N-Queens II

hard · backtracking

N-Queens II

Return the number of distinct solutions to the n-queens puzzle.

Function signature

func TotalNQueens(n int) int

Inputs / outputs

  • n: size of the board (n x n).
  • Return: count of valid queen placements.

Example

n = 4
Output: 2

Constraints

  • 1 <= n <= 9

Core idea (near-solution)

Backtrack row by row while tracking which columns and diagonals are already occupied.

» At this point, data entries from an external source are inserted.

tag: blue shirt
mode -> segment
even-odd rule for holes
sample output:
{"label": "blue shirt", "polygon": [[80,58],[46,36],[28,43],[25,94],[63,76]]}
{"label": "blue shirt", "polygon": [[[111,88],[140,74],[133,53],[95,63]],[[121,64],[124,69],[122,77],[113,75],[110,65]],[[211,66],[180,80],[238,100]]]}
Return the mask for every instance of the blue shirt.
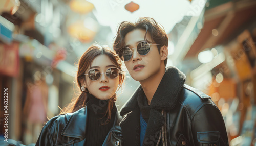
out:
{"label": "blue shirt", "polygon": [[142,146],[144,138],[145,137],[145,133],[146,133],[146,127],[147,126],[147,123],[146,123],[144,118],[142,117],[142,115],[141,114],[141,112],[140,113],[140,145]]}

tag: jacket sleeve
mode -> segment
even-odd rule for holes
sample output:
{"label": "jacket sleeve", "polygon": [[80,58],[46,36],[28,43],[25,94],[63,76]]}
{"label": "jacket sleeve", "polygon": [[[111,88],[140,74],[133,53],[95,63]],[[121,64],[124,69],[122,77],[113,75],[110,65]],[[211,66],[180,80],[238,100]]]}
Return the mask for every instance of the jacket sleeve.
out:
{"label": "jacket sleeve", "polygon": [[52,135],[49,125],[46,123],[42,128],[41,133],[36,142],[36,146],[53,145]]}
{"label": "jacket sleeve", "polygon": [[191,120],[194,145],[228,145],[222,115],[215,105],[202,105]]}

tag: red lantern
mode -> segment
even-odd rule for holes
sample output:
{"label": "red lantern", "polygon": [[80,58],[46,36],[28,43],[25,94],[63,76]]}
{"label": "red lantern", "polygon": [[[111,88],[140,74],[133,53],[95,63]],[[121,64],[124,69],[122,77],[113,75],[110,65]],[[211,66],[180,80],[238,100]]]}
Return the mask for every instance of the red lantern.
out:
{"label": "red lantern", "polygon": [[140,8],[140,5],[136,3],[134,3],[133,1],[131,2],[130,3],[127,4],[124,6],[125,9],[127,11],[130,11],[131,12],[133,12]]}

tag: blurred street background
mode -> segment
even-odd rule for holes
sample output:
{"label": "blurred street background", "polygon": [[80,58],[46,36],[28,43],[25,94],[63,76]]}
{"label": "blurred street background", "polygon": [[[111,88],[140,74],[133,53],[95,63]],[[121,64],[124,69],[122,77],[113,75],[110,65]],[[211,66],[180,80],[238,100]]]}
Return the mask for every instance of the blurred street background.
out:
{"label": "blurred street background", "polygon": [[[112,48],[118,24],[140,17],[163,26],[167,66],[212,98],[230,145],[256,145],[256,1],[0,0],[0,145],[6,129],[9,141],[35,143],[75,96],[81,55]],[[126,74],[119,109],[139,85]]]}

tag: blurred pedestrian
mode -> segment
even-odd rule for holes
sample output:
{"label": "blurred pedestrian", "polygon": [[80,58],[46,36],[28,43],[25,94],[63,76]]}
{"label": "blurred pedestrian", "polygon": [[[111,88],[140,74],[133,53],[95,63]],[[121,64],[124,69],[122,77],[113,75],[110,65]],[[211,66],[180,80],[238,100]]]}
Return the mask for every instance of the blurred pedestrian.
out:
{"label": "blurred pedestrian", "polygon": [[124,79],[114,51],[91,46],[78,63],[76,80],[81,94],[45,124],[36,145],[123,145],[115,101]]}
{"label": "blurred pedestrian", "polygon": [[[166,18],[166,19],[168,18]],[[166,67],[168,36],[154,19],[119,26],[114,48],[141,86],[120,111],[125,145],[228,145],[221,113],[210,97]]]}

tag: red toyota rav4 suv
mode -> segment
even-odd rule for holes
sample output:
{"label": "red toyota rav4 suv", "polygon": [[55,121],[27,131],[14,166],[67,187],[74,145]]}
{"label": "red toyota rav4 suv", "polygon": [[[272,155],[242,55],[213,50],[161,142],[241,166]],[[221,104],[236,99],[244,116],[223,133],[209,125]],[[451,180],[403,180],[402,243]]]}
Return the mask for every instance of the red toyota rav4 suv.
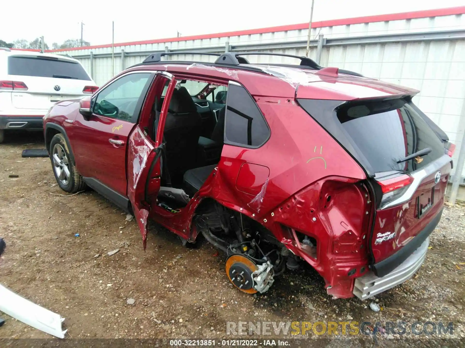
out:
{"label": "red toyota rav4 suv", "polygon": [[455,146],[412,103],[418,91],[302,57],[169,54],[50,109],[62,189],[89,186],[133,213],[144,248],[149,218],[184,243],[201,233],[247,293],[303,260],[334,297],[367,298],[418,269]]}

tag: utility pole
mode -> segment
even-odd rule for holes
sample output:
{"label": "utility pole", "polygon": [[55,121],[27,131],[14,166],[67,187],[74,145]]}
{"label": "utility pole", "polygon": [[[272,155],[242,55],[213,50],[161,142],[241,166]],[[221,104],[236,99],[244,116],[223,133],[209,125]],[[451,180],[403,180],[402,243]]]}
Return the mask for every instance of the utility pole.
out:
{"label": "utility pole", "polygon": [[312,20],[313,17],[313,3],[315,0],[312,0],[312,9],[310,10],[310,21],[308,23],[308,37],[307,38],[307,50],[305,53],[306,57],[308,57],[310,51],[310,33],[312,32]]}
{"label": "utility pole", "polygon": [[112,21],[112,77],[115,76],[115,22]]}
{"label": "utility pole", "polygon": [[81,21],[81,43],[80,46],[82,47],[82,27],[84,26],[84,24]]}

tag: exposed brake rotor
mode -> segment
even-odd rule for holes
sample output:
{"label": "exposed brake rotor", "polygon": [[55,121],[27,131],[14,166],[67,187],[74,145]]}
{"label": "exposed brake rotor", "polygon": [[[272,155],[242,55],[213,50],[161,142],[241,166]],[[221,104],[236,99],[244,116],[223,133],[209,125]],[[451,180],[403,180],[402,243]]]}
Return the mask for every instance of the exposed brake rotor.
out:
{"label": "exposed brake rotor", "polygon": [[255,294],[252,274],[258,267],[251,260],[242,255],[232,255],[226,260],[226,274],[234,286],[241,291]]}

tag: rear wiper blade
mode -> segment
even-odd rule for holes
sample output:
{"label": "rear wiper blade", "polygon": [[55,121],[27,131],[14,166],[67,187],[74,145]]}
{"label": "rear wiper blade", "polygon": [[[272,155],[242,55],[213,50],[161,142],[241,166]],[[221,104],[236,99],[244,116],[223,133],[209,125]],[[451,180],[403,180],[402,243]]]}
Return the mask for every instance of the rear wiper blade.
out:
{"label": "rear wiper blade", "polygon": [[57,77],[57,78],[74,78],[78,79],[77,77],[73,77],[72,76],[68,76],[66,75],[52,75],[52,77]]}
{"label": "rear wiper blade", "polygon": [[401,160],[399,160],[397,161],[398,163],[401,163],[402,162],[405,162],[405,161],[408,161],[409,160],[412,160],[415,158],[416,157],[418,157],[420,156],[424,156],[425,155],[428,155],[432,149],[431,148],[424,148],[423,150],[420,150],[419,151],[417,151],[415,153],[412,154],[412,155],[409,155],[406,157],[404,157]]}

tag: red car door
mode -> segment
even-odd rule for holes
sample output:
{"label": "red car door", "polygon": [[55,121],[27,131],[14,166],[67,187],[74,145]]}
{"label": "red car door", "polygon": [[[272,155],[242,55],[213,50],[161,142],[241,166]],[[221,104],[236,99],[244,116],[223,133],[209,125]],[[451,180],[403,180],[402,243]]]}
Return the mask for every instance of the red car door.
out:
{"label": "red car door", "polygon": [[154,76],[131,71],[118,77],[93,96],[92,115],[78,114],[73,122],[70,136],[78,170],[90,186],[113,200],[127,195],[128,136]]}
{"label": "red car door", "polygon": [[[161,112],[159,119],[154,119],[151,113],[153,101],[155,97],[159,100],[167,83],[168,88]],[[175,85],[176,80],[171,74],[166,71],[157,73],[147,95],[140,119],[128,137],[127,196],[140,230],[144,249],[146,246],[147,219],[150,214],[151,206],[156,204],[157,195],[160,190],[159,158],[163,149],[163,129],[170,100]],[[158,124],[155,134],[147,131],[154,128],[154,122]]]}

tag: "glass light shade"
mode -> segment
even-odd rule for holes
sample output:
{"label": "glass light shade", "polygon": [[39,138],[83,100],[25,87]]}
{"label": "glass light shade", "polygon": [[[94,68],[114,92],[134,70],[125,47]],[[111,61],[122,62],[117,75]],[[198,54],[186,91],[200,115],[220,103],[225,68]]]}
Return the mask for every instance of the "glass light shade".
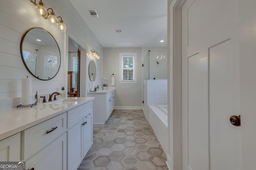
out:
{"label": "glass light shade", "polygon": [[47,17],[47,20],[49,20],[50,23],[52,25],[56,25],[58,23],[58,18],[54,15],[53,12],[50,12],[50,15]]}
{"label": "glass light shade", "polygon": [[64,33],[66,32],[67,27],[64,23],[63,23],[63,21],[60,20],[60,22],[57,24],[57,28],[62,33]]}
{"label": "glass light shade", "polygon": [[36,9],[37,12],[37,14],[39,17],[42,18],[46,18],[48,15],[47,10],[44,6],[44,3],[42,2],[38,2],[38,4],[36,6]]}

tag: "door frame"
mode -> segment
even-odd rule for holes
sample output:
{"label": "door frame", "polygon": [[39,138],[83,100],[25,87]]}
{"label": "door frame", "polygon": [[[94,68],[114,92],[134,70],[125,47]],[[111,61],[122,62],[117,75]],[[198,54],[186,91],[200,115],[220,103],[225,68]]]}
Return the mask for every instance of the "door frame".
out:
{"label": "door frame", "polygon": [[[173,88],[172,96],[170,96],[173,98],[173,135],[170,139],[173,141],[174,170],[182,169],[181,13],[182,8],[186,1],[176,0],[173,8],[170,8],[171,13],[173,12],[173,37],[172,40],[170,40],[173,43]],[[172,47],[168,46],[168,48]]]}

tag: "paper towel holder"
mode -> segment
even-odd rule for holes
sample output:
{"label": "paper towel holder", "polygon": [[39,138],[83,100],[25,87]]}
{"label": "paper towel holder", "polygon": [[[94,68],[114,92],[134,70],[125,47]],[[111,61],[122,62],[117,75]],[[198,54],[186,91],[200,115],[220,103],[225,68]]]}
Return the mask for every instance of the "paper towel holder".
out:
{"label": "paper towel holder", "polygon": [[[27,77],[28,76],[27,76]],[[17,108],[18,107],[32,107],[33,106],[37,105],[37,91],[36,93],[36,94],[35,95],[35,99],[36,99],[36,101],[34,104],[28,104],[27,105],[22,105],[22,104],[18,105],[17,106]]]}

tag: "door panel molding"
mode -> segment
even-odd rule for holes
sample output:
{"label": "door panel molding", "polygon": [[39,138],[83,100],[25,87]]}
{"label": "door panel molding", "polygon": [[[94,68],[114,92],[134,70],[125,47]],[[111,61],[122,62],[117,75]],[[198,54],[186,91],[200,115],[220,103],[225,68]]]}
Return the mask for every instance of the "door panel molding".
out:
{"label": "door panel molding", "polygon": [[211,169],[211,149],[210,149],[210,49],[218,45],[230,41],[231,38],[229,38],[222,41],[208,48],[208,153],[209,158],[209,170]]}

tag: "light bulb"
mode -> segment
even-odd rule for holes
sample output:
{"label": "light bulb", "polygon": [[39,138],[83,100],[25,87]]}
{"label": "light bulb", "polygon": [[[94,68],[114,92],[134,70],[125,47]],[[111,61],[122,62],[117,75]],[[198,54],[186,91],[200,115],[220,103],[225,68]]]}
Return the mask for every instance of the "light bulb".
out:
{"label": "light bulb", "polygon": [[50,12],[50,15],[47,17],[47,19],[49,20],[50,23],[52,25],[56,25],[58,23],[58,18],[54,15],[54,12]]}
{"label": "light bulb", "polygon": [[38,13],[41,15],[44,15],[44,10],[43,10],[42,8],[40,8],[38,10]]}
{"label": "light bulb", "polygon": [[37,11],[37,15],[40,17],[44,18],[46,18],[48,15],[47,10],[44,6],[44,3],[41,2],[38,2],[38,4],[36,6],[36,9]]}
{"label": "light bulb", "polygon": [[63,23],[62,20],[60,20],[60,22],[57,24],[57,28],[61,32],[64,32],[66,31],[66,27]]}

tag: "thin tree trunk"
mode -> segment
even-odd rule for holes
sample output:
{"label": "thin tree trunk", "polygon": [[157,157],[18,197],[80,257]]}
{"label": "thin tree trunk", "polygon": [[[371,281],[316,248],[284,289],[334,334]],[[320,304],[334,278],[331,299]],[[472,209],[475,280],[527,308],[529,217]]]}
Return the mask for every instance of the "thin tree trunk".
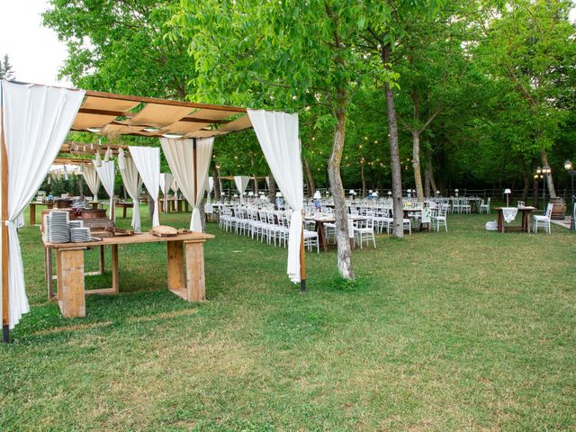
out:
{"label": "thin tree trunk", "polygon": [[[540,150],[540,157],[542,158],[542,166],[550,166],[548,164],[548,155],[546,154],[546,150],[542,148]],[[550,198],[557,198],[556,190],[554,189],[554,181],[552,178],[552,173],[546,174],[546,184],[548,184],[548,194],[550,194]]]}
{"label": "thin tree trunk", "polygon": [[314,196],[316,192],[316,183],[314,182],[314,175],[312,168],[310,166],[310,160],[305,156],[302,156],[302,161],[304,162],[304,170],[306,171],[306,184],[308,184],[308,195]]}
{"label": "thin tree trunk", "polygon": [[215,201],[219,201],[220,200],[220,178],[218,178],[218,168],[216,168],[216,166],[212,166],[212,177],[214,177],[214,200]]}
{"label": "thin tree trunk", "polygon": [[276,181],[272,175],[272,171],[268,175],[268,199],[270,202],[275,202],[276,201]]}
{"label": "thin tree trunk", "polygon": [[412,167],[414,168],[414,183],[418,201],[424,202],[424,187],[422,186],[422,172],[420,171],[420,131],[412,130]]}
{"label": "thin tree trunk", "polygon": [[522,197],[520,201],[526,202],[528,198],[528,189],[530,189],[530,176],[528,175],[528,169],[526,166],[526,160],[523,157],[520,157],[520,167],[522,168],[522,179],[524,180],[524,186],[522,187]]}
{"label": "thin tree trunk", "polygon": [[334,141],[332,153],[328,164],[328,175],[330,179],[330,190],[334,198],[334,216],[336,219],[336,240],[338,243],[338,266],[340,275],[345,279],[355,278],[352,268],[352,251],[348,237],[348,215],[346,207],[344,185],[340,177],[340,164],[344,151],[344,138],[346,134],[346,109],[344,107],[344,92],[338,92],[338,108],[337,123],[334,127]]}
{"label": "thin tree trunk", "polygon": [[428,164],[424,168],[424,196],[430,197],[430,170]]}
{"label": "thin tree trunk", "polygon": [[362,177],[362,197],[365,198],[366,197],[366,176],[364,176],[364,160],[363,158],[360,162],[360,176]]}
{"label": "thin tree trunk", "polygon": [[430,154],[430,150],[426,150],[426,167],[428,170],[428,176],[430,177],[430,185],[432,186],[432,194],[436,194],[436,191],[438,188],[436,185],[436,180],[434,179],[434,166],[432,166],[432,155]]}
{"label": "thin tree trunk", "polygon": [[[382,58],[384,65],[390,65],[390,44],[382,47]],[[389,66],[386,66],[386,68],[389,68]],[[384,90],[388,109],[390,164],[392,172],[393,234],[394,237],[402,238],[404,237],[404,206],[402,205],[402,167],[400,163],[400,150],[398,148],[398,119],[396,118],[394,91],[391,88],[387,81],[384,82]]]}

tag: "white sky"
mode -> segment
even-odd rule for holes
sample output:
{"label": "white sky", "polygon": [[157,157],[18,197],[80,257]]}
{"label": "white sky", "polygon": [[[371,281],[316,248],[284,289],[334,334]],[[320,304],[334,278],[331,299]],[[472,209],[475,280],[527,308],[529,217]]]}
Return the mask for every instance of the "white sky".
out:
{"label": "white sky", "polygon": [[0,0],[0,56],[8,54],[16,79],[35,84],[71,86],[58,80],[58,68],[67,58],[66,45],[56,33],[42,27],[40,14],[46,0]]}
{"label": "white sky", "polygon": [[[8,54],[19,81],[71,86],[58,80],[58,71],[67,58],[66,45],[56,33],[42,27],[40,14],[47,0],[0,0],[0,56]],[[576,9],[571,11],[576,20]]]}

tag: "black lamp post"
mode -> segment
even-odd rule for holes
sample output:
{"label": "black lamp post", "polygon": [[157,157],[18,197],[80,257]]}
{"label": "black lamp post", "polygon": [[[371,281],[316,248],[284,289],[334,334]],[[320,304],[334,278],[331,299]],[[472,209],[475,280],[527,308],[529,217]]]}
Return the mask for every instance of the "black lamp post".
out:
{"label": "black lamp post", "polygon": [[566,160],[566,162],[564,162],[564,168],[566,168],[566,172],[568,173],[568,176],[570,176],[571,177],[571,183],[572,183],[572,220],[570,221],[570,229],[572,230],[576,230],[576,225],[575,225],[575,221],[574,221],[574,175],[576,175],[576,170],[574,169],[574,167],[572,166],[572,163],[570,160]]}

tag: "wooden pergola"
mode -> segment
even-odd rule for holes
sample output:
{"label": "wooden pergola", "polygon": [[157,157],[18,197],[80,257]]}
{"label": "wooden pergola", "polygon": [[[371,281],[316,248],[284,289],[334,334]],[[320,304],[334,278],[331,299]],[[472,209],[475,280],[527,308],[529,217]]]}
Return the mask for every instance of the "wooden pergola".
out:
{"label": "wooden pergola", "polygon": [[[24,84],[24,83],[16,83]],[[4,107],[2,110],[4,117]],[[3,120],[4,122],[4,120]],[[246,108],[175,101],[156,97],[131,96],[98,91],[86,91],[84,101],[70,130],[92,132],[99,136],[134,135],[150,138],[193,139],[194,164],[197,166],[196,139],[212,138],[250,129],[252,124]],[[8,164],[4,130],[1,137],[2,220],[8,218]],[[86,146],[80,150],[79,146]],[[61,153],[89,156],[96,152],[90,143],[62,146]],[[110,144],[112,151],[124,146]],[[92,151],[94,149],[94,152]],[[89,162],[90,159],[58,158],[55,164]],[[194,169],[194,191],[197,191]],[[195,197],[194,197],[195,199]],[[8,341],[8,227],[2,224],[2,299],[3,339]]]}

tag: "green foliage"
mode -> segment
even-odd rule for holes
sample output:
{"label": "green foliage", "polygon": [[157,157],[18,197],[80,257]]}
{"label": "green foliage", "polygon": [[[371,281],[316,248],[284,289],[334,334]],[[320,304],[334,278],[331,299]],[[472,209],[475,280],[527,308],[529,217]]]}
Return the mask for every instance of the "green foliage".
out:
{"label": "green foliage", "polygon": [[2,58],[2,61],[0,61],[0,79],[10,81],[11,79],[14,79],[16,75],[14,73],[14,68],[10,64],[8,54],[4,54]]}

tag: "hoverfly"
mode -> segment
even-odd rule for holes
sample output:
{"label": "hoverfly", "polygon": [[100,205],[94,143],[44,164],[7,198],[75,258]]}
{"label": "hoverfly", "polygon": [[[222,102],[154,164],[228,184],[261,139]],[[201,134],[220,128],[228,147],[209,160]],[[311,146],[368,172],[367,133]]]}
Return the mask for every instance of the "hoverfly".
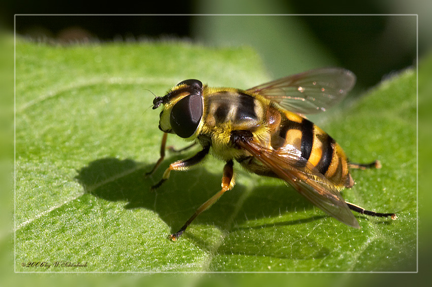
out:
{"label": "hoverfly", "polygon": [[171,163],[154,190],[172,170],[186,170],[209,154],[224,161],[222,189],[204,202],[180,230],[169,236],[177,240],[194,219],[208,208],[234,183],[234,161],[260,175],[281,178],[315,205],[340,221],[360,228],[351,210],[375,217],[397,218],[347,202],[340,191],[354,182],[350,168],[380,168],[379,161],[350,163],[342,148],[305,118],[338,102],[354,86],[355,75],[339,68],[312,70],[283,78],[248,90],[210,88],[197,80],[183,81],[163,97],[157,96],[153,109],[163,105],[159,129],[164,132],[161,156],[151,174],[162,162],[168,133],[199,144],[202,150],[187,159]]}

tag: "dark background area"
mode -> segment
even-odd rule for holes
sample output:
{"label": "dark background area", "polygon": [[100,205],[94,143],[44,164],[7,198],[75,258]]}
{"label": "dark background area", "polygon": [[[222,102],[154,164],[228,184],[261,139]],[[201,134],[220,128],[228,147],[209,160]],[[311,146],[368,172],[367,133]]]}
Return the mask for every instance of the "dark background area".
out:
{"label": "dark background area", "polygon": [[[268,47],[260,47],[259,38],[262,36],[259,35],[262,33],[255,35],[255,32],[253,32],[251,37],[255,38],[255,42],[251,40],[250,43],[246,43],[247,41],[236,34],[235,30],[237,28],[239,30],[247,29],[247,27],[242,26],[239,23],[238,27],[236,25],[232,26],[232,30],[219,32],[218,38],[218,31],[223,25],[221,22],[223,20],[219,22],[217,20],[213,21],[206,26],[206,20],[202,18],[215,16],[192,15],[222,13],[225,11],[224,7],[227,6],[232,8],[233,12],[231,13],[240,9],[240,7],[236,7],[235,4],[230,4],[229,1],[222,0],[219,2],[217,5],[212,6],[196,1],[185,2],[181,9],[176,11],[187,14],[182,16],[70,14],[56,16],[50,14],[59,13],[57,7],[47,6],[47,8],[44,9],[39,4],[29,3],[20,6],[20,14],[15,16],[14,23],[14,19],[10,17],[11,14],[5,15],[2,19],[4,24],[11,29],[14,29],[14,24],[15,31],[18,35],[51,43],[70,44],[95,41],[179,39],[215,46],[248,45],[254,47],[262,56],[265,65],[272,77],[293,74],[289,69],[284,70],[284,67],[289,67],[291,64],[289,61],[285,62],[284,58],[289,56],[295,58],[297,53],[295,49],[289,51],[286,47],[282,47],[281,51],[283,51],[285,54],[279,53],[279,56],[281,58],[280,62],[276,58],[277,56],[273,55],[272,58],[271,56],[266,55]],[[357,87],[364,89],[374,86],[394,72],[416,64],[417,49],[416,34],[417,18],[416,15],[382,15],[391,13],[393,8],[388,6],[378,5],[376,2],[373,1],[362,2],[361,5],[352,4],[349,9],[338,5],[333,5],[329,9],[328,4],[320,2],[310,5],[305,2],[274,1],[271,2],[271,5],[264,4],[263,6],[257,4],[256,1],[239,2],[240,4],[237,3],[237,5],[241,5],[241,3],[251,4],[247,7],[243,6],[244,9],[242,13],[253,13],[253,11],[256,13],[257,11],[260,11],[260,13],[264,14],[302,14],[321,13],[331,10],[331,13],[334,13],[356,11],[356,13],[382,14],[356,16],[286,15],[285,17],[287,19],[291,18],[287,22],[292,22],[292,17],[298,18],[298,22],[301,23],[299,31],[307,33],[305,37],[313,39],[314,43],[319,43],[320,47],[330,55],[327,57],[328,60],[322,63],[316,62],[317,67],[310,67],[311,63],[306,63],[304,70],[323,65],[342,66],[355,73],[358,77]],[[10,3],[9,6],[6,5],[6,9],[2,13],[5,14],[8,11],[14,11],[19,5],[19,2]],[[130,10],[133,8],[133,7],[129,7]],[[72,5],[65,4],[60,10],[71,13],[77,9]],[[34,14],[38,12],[45,14]],[[143,9],[137,9],[137,12],[143,12]],[[151,13],[153,11],[150,8],[144,12]],[[233,17],[238,18],[241,22],[241,17],[243,16]],[[272,16],[266,17],[271,18]],[[197,18],[199,19],[197,20]],[[283,22],[284,20],[281,21]],[[289,25],[291,24],[287,23],[285,30],[281,29],[279,32],[276,30],[278,29],[276,26],[270,34],[274,33],[275,38],[279,38],[281,42],[292,42],[295,39],[289,35],[287,35],[286,39],[283,39],[284,32],[297,28],[292,28]],[[225,33],[224,37],[226,39],[221,39],[220,34],[223,33]],[[422,54],[425,51],[426,47],[426,44],[419,45],[419,54]],[[298,49],[301,51],[302,47]],[[274,51],[273,53],[275,53]],[[313,60],[314,58],[311,58],[311,61]]]}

Invariant: all queens placed in earlier rows do not attack each other.

Algorithm (step-by-step)

  1. Use three boolean arrays/sets: cols, diag1 (r-c), diag2 (r+c).
  2. DFS on row:
    • If row == n, increment count.
    • For each col in 0..n-1:
      • If col, diag1, or diag2 is used, skip.
      • Mark them, recurse to row+1, then unmark.
  3. Return count.

Correctness sketch

  • Invariant: all queens placed in earlier rows do not attack each other.
  • Each recursive step extends a valid partial solution.
  • Backtracking explores all possible choices without duplication.
  • Thus every valid solution is found and recorded.

Trace (hand walkthrough)

Trace Walkthrough
Example input:
n = 4
Output: 2

Walk:
- solution 1: (r0,c1),(r1,c3),(r2,c0),(r3,c2)
- solution 2: (r0,c2),(r1,c0),(r2,c3),(r3,c1)
- total = 2

Pitfalls to avoid

  • Forgetting to unmark on backtrack.
  • Incorrect diagonal indexing (r-c must be offset to non-negative indices).

Complexity

  • Time: exponential; n <= 9 keeps it manageable.
  • Extra space: O(n) for recursion and tracking arrays.

Implementation notes (Go)

  • Use slices of bool sized n, 2*n, 2*n for cols/diagonals.